He knows. He’s got grandsons. Sailing is a wonderful pastime, Collins said. But that’s not what he does with his grandkids. He turns a key. They go fast. They see more stuff.

“I don’t sail anymore,” he said. “I’m strictly a power boater myself.”

There will always be loyalists, though. And innovators.

Take Alex Agnew, who publishes Ocean Navigator magazine (Tall Ships Portland is something he does in his spare time). About 15 years ago, he joined his first boat partnership, essentially a time share for sailboats that allows partners to share in the upkeep.
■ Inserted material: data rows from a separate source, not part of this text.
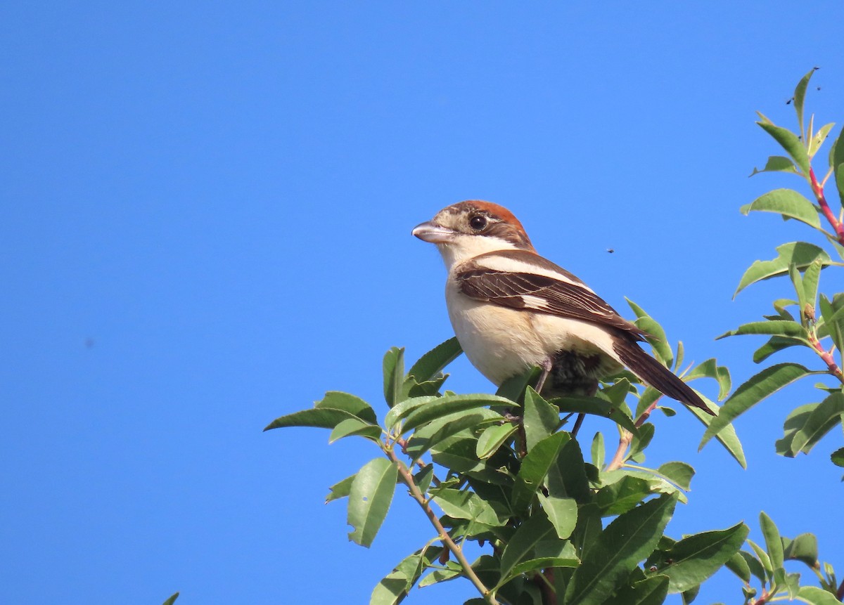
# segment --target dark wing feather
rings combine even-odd
[[[636,340],[643,340],[647,335],[580,283],[534,273],[513,273],[477,266],[460,271],[457,280],[460,292],[475,300],[612,326],[628,333]]]

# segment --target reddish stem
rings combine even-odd
[[[809,342],[812,345],[812,348],[814,349],[814,352],[818,354],[818,356],[826,364],[826,369],[829,372],[841,381],[841,383],[844,383],[844,372],[838,367],[838,364],[836,363],[836,359],[832,356],[831,351],[826,351],[824,348],[824,345],[820,344],[820,341],[814,334],[809,333]]]
[[[809,182],[812,186],[812,192],[814,194],[814,197],[818,200],[818,204],[820,205],[820,211],[824,213],[826,220],[830,222],[832,228],[835,229],[838,243],[844,246],[844,222],[836,218],[836,215],[832,213],[832,209],[826,202],[826,196],[824,195],[824,185],[818,182],[818,179],[814,176],[814,169],[811,167],[809,169]]]

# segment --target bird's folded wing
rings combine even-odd
[[[637,340],[647,335],[579,282],[478,266],[465,267],[456,278],[460,292],[475,300],[612,326]]]

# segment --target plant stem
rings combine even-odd
[[[814,352],[818,354],[818,356],[824,360],[824,363],[826,364],[827,371],[832,374],[832,376],[838,378],[838,380],[841,383],[844,383],[844,372],[841,372],[838,364],[836,363],[836,359],[832,356],[832,352],[826,351],[826,349],[824,348],[824,345],[820,344],[818,337],[814,334],[814,330],[810,331],[809,334],[809,344],[812,345],[812,348],[814,350]]]
[[[471,581],[474,585],[478,592],[480,592],[484,600],[486,601],[490,605],[500,605],[500,603],[495,599],[495,595],[492,592],[487,588],[484,582],[480,581],[478,575],[475,574],[474,570],[472,569],[472,565],[466,559],[466,555],[463,554],[463,549],[461,549],[457,544],[452,539],[452,537],[448,535],[448,532],[446,528],[442,527],[442,523],[440,522],[440,519],[437,518],[436,514],[434,510],[430,507],[430,504],[425,500],[425,495],[421,492],[416,482],[414,481],[414,476],[410,474],[408,467],[396,456],[396,452],[392,451],[392,447],[385,447],[384,453],[387,457],[390,458],[391,462],[396,465],[398,468],[398,475],[401,477],[402,481],[408,489],[410,490],[410,496],[416,501],[416,502],[422,507],[425,511],[425,517],[428,517],[428,521],[430,524],[434,526],[434,528],[437,532],[437,535],[440,540],[442,542],[443,546],[445,546],[448,550],[454,555],[454,558],[457,559],[460,566],[463,570],[463,573],[466,577]]]
[[[657,403],[659,401],[654,401],[652,404],[647,406],[647,410],[641,413],[636,420],[636,427],[639,428],[643,424],[645,420],[651,417],[651,412],[657,409]],[[609,461],[607,464],[607,470],[615,470],[616,468],[620,468],[625,464],[625,454],[627,452],[627,448],[630,447],[630,442],[633,441],[633,433],[627,431],[621,431],[621,436],[619,438],[619,447],[615,450],[615,455],[613,456],[613,459]]]
[[[836,215],[832,213],[832,209],[830,208],[830,205],[826,201],[826,196],[824,195],[824,185],[818,183],[818,179],[814,176],[814,169],[811,167],[809,169],[809,184],[812,187],[814,197],[818,200],[818,204],[820,206],[820,211],[823,212],[826,220],[830,222],[832,228],[835,229],[836,238],[839,244],[844,246],[844,222],[836,218]]]

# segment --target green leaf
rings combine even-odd
[[[652,493],[649,480],[624,475],[619,480],[598,490],[595,495],[595,504],[601,507],[603,517],[620,515],[636,508]]]
[[[698,449],[760,401],[811,373],[813,372],[798,363],[780,363],[766,367],[748,378],[718,410],[718,415],[712,420],[703,434]]]
[[[671,367],[674,364],[674,354],[671,351],[671,345],[668,344],[668,339],[665,335],[665,330],[663,329],[663,326],[657,324],[641,307],[630,298],[625,298],[625,300],[630,308],[633,309],[633,313],[636,313],[636,320],[635,323],[636,327],[643,329],[649,335],[645,338],[648,344],[653,347],[653,353],[657,359],[663,366]]]
[[[759,526],[765,537],[765,546],[771,558],[771,565],[775,570],[782,567],[782,540],[780,538],[780,532],[764,511],[759,513]]]
[[[542,487],[543,479],[557,461],[560,449],[571,439],[566,432],[550,435],[537,443],[522,460],[522,468],[513,485],[513,510],[524,511],[533,495]]]
[[[823,249],[806,242],[791,242],[776,247],[776,258],[772,260],[756,260],[744,271],[735,293],[750,284],[788,273],[788,265],[793,264],[800,270],[817,260],[821,266],[827,266],[832,260]]]
[[[774,576],[774,566],[771,563],[771,557],[768,556],[768,554],[764,549],[753,540],[749,539],[747,543],[749,543],[750,548],[753,549],[754,554],[756,555],[759,562],[762,565],[762,569],[765,570],[765,576],[769,579],[772,578]]]
[[[426,545],[405,557],[372,591],[370,605],[398,605],[408,596],[422,571],[442,552],[442,547]]]
[[[574,498],[558,498],[538,494],[542,508],[554,526],[557,537],[565,539],[577,524],[577,502]]]
[[[759,580],[759,581],[764,584],[766,581],[766,576],[765,568],[762,566],[762,562],[760,561],[754,554],[747,552],[746,550],[739,550],[738,554],[744,559],[744,563],[747,565],[748,569],[750,570],[750,573],[753,574]]]
[[[710,401],[704,395],[701,395],[700,393],[697,394],[701,396],[701,399],[703,399],[703,402],[706,404],[710,409],[717,407],[715,404]],[[712,422],[717,418],[717,416],[713,418],[698,408],[689,408],[689,410],[691,411],[691,413],[694,414],[697,419],[707,427],[707,430],[709,426],[711,426]],[[742,449],[741,442],[738,441],[738,436],[736,435],[736,430],[733,425],[728,424],[723,428],[719,429],[717,434],[715,436],[715,438],[724,447],[724,449],[727,450],[730,456],[735,458],[736,462],[741,465],[742,468],[747,468],[747,460],[744,458],[744,451]],[[701,445],[701,447],[702,447],[703,446]]]
[[[714,378],[718,383],[718,400],[724,399],[730,392],[732,381],[730,371],[726,366],[719,366],[715,357],[707,359],[706,361],[698,364],[689,371],[684,377],[685,380],[691,381],[698,377]]]
[[[754,174],[759,174],[763,172],[790,172],[794,174],[798,174],[797,166],[794,163],[791,161],[788,158],[783,158],[781,155],[772,155],[768,158],[768,161],[765,164],[765,168],[761,170],[755,168],[753,172],[750,173],[750,176]],[[747,214],[744,212],[744,214]]]
[[[469,410],[478,410],[487,405],[513,405],[509,399],[497,395],[489,394],[467,394],[453,395],[448,394],[443,397],[437,397],[428,401],[425,405],[414,408],[404,421],[402,432],[421,426],[426,422],[436,420],[438,418],[447,416],[457,412],[465,412]]]
[[[820,146],[824,144],[824,141],[826,137],[830,136],[830,131],[835,126],[835,122],[830,122],[829,124],[825,124],[818,131],[814,133],[812,137],[811,141],[809,142],[809,157],[814,158],[814,154],[820,150]]]
[[[636,435],[639,432],[633,419],[618,406],[598,397],[581,397],[567,395],[553,400],[560,412],[577,412],[578,414],[592,414],[595,416],[609,418],[629,432]]]
[[[761,363],[774,353],[782,351],[783,349],[787,349],[789,346],[804,344],[805,342],[803,340],[796,338],[771,336],[770,340],[754,351],[753,361],[755,363]]]
[[[267,425],[264,431],[284,426],[316,426],[322,429],[333,429],[343,420],[349,419],[359,420],[357,416],[345,410],[313,408],[279,416]]]
[[[774,212],[805,222],[815,229],[820,228],[814,205],[793,189],[775,189],[743,206],[739,211],[745,216],[752,211]]]
[[[431,496],[442,511],[454,519],[478,521],[486,525],[499,525],[498,515],[477,494],[465,490],[436,488]]]
[[[750,566],[747,565],[740,552],[735,553],[724,563],[730,571],[738,576],[745,584],[750,583]]]
[[[541,368],[532,367],[521,374],[507,378],[501,383],[498,390],[495,391],[495,394],[517,404],[522,401],[522,396],[528,385],[536,384],[541,373]]]
[[[556,539],[556,532],[548,517],[534,515],[519,526],[501,553],[501,576],[506,576],[522,561],[533,558],[537,545],[548,538]]]
[[[518,426],[509,422],[487,426],[478,437],[478,445],[475,449],[478,458],[484,459],[492,456],[517,429]]]
[[[431,458],[455,473],[482,470],[484,461],[478,459],[477,447],[477,437],[459,433],[431,447]]]
[[[384,353],[384,400],[391,408],[402,400],[404,383],[404,349],[391,347]]]
[[[794,88],[794,111],[797,112],[797,123],[800,126],[801,136],[806,132],[806,129],[803,127],[803,107],[806,99],[806,88],[809,86],[809,81],[812,79],[813,73],[814,73],[814,69],[810,70],[809,73],[801,78],[797,88]],[[803,138],[805,139],[805,137]],[[807,170],[806,173],[808,174],[809,171]]]
[[[835,171],[836,185],[841,205],[844,206],[844,131],[838,134],[832,148],[830,149],[830,168]]]
[[[668,576],[653,576],[622,586],[604,605],[661,605],[668,594]]]
[[[349,539],[369,548],[390,510],[398,470],[387,458],[366,463],[352,481],[347,522],[354,529]]]
[[[841,421],[844,393],[829,395],[820,404],[802,405],[786,419],[783,439],[776,442],[776,452],[794,458],[799,452],[809,453],[826,433]]]
[[[579,504],[592,501],[583,454],[576,439],[563,445],[556,463],[549,469],[548,493],[557,498],[574,498]]]
[[[599,432],[595,433],[595,436],[592,438],[592,463],[598,470],[603,468],[604,452],[603,436]]]
[[[800,586],[797,596],[810,605],[841,605],[841,602],[835,595],[817,586]]]
[[[782,321],[769,319],[768,321],[754,321],[740,325],[729,332],[724,332],[715,340],[728,336],[738,336],[746,334],[770,334],[776,336],[806,336],[806,329],[795,321]]]
[[[839,351],[844,351],[844,306],[836,305],[820,295],[820,316],[824,320],[823,332],[828,334]],[[819,330],[820,332],[821,330]]]
[[[663,495],[616,517],[572,575],[566,605],[603,603],[656,547],[676,504],[675,495]]]
[[[499,422],[500,420],[500,415],[486,408],[468,413],[450,414],[425,425],[414,432],[408,440],[405,450],[415,463],[425,452],[449,437],[466,429],[474,428],[484,423]]]
[[[801,533],[793,540],[782,538],[782,558],[797,560],[809,567],[818,565],[818,538],[812,533]]]
[[[695,476],[695,469],[684,462],[667,462],[657,469],[671,481],[674,481],[683,490],[691,489],[691,478]]]
[[[360,418],[347,418],[341,420],[331,431],[328,443],[333,443],[343,437],[353,436],[360,436],[376,442],[381,436],[381,427],[364,422]]]
[[[344,410],[371,425],[378,423],[375,410],[365,401],[349,393],[342,391],[328,391],[320,401],[314,404],[315,408],[330,408],[331,410]]]
[[[452,337],[419,357],[410,367],[408,376],[414,377],[419,383],[431,380],[462,352],[463,350],[460,348],[457,339]]]
[[[579,563],[580,561],[576,559],[563,559],[561,557],[540,557],[539,559],[531,559],[527,561],[522,561],[517,565],[515,565],[513,569],[510,570],[510,573],[504,576],[500,581],[498,582],[498,586],[496,586],[493,590],[495,591],[500,588],[513,578],[517,578],[522,574],[526,574],[529,571],[538,571],[539,570],[549,569],[551,567],[576,567]],[[480,602],[485,603],[486,602],[481,599]]]
[[[525,447],[530,452],[533,446],[560,426],[560,410],[545,401],[533,388],[528,387],[522,426],[525,431]]]
[[[766,132],[774,137],[780,146],[788,153],[788,156],[794,160],[803,174],[809,174],[809,153],[803,142],[799,137],[787,128],[776,126],[773,124],[765,122],[756,122]]]
[[[339,500],[340,498],[345,498],[349,495],[349,492],[352,490],[352,482],[354,480],[354,477],[357,473],[353,474],[351,477],[346,477],[342,481],[335,483],[333,485],[328,488],[328,495],[325,496],[325,503],[328,504],[334,500]]]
“I thought it would be great to have an affordable way that didn’t put too much burden on family time to be involved in an ocean-going voyage,” Agnew said. He’s made a trans- Atlantic crossing and competed in nine races to Bermuda since. He’s also found partners for other new (used) boats since and is part-owner of four sailboats. Annual shares in one of those boats costs about $3,000. “It has been a perfect solution. It has been inexpensive and fun, and I never work on the boat by myself. And when there is a repair bill, I only have to pay a quarter of it.”

It can be frustrating fighting against a tide that has seemed to turn against sailing. But he believes the key is getting people out for that first sail, baiting the hook as it were.

“That’s going to be the future of the sport,” Agnew said. “We are going to have to invite them along.”